Most people agree that the creator of typography was a German man named Johannes Gutenberg, the reality is that the first moveable type was first invented in China during the 11th century.
Previously, Chinese printers had used woodcuts, carving each individual page out of a piece of wood, a highly laborious and time consuming process.
But we can tell that the first person that made the typography as a design was Mr. Gutenberg. With the creation of the Blackletter font, the first ever typeface, modeled after the writing of the scribes.
Blackletter has thick vertical lines and thin horizontal connectors which made it great for scribing but it looked very dense and squished together when printed. Things needed to change.

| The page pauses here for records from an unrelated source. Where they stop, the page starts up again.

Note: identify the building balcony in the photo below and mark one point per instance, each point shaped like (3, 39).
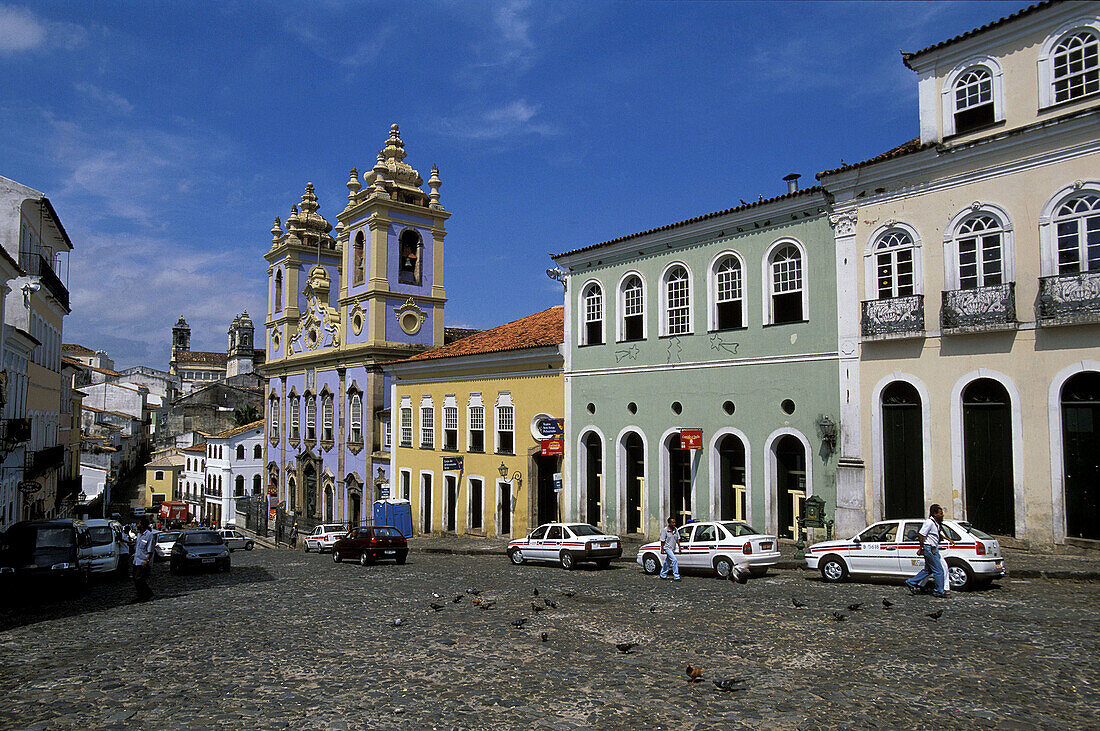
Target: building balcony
(979, 310)
(1068, 299)
(897, 317)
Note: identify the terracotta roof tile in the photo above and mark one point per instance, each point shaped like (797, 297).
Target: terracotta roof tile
(540, 330)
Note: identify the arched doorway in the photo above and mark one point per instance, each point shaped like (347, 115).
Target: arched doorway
(635, 455)
(987, 450)
(1080, 438)
(679, 479)
(733, 493)
(593, 477)
(790, 484)
(902, 452)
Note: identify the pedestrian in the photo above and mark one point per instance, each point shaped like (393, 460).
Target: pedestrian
(670, 545)
(143, 561)
(930, 535)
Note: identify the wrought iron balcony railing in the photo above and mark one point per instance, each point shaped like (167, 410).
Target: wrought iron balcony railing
(979, 309)
(1069, 299)
(898, 317)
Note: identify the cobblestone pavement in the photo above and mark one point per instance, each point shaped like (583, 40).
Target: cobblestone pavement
(292, 640)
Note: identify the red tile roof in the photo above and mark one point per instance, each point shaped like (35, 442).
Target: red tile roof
(540, 330)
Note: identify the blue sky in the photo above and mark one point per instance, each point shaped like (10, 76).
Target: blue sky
(169, 134)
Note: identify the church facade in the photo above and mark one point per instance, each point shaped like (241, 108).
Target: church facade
(342, 301)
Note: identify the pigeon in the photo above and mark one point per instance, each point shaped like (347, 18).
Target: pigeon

Throughout history, typefaces have been influenced by technological advances, culture shifts, and just general boredom with the state of typography. Here’s how it all went down:
1400’s: Guttenberg invented movable typefaces, giving the world a cheaper way to obtain the written word. Up until this point, all written materials were done by hand, and were very costly to purchase.
Guttenberg also created the first typeface, blackletter, it was dark, fairly practical, and intense, but not very legible.
1470: Nicolas Jenson created Roman Type, inspired by the text on ancient roman buildings. It was far more readable than blackletter, and caught on quickly.
1501: Aldus Manutius created italics, a way to fit more words onto a page, saving the printer money. Today, we use italics as a design detail or for emphasis when writing. It is used in creating invitation card.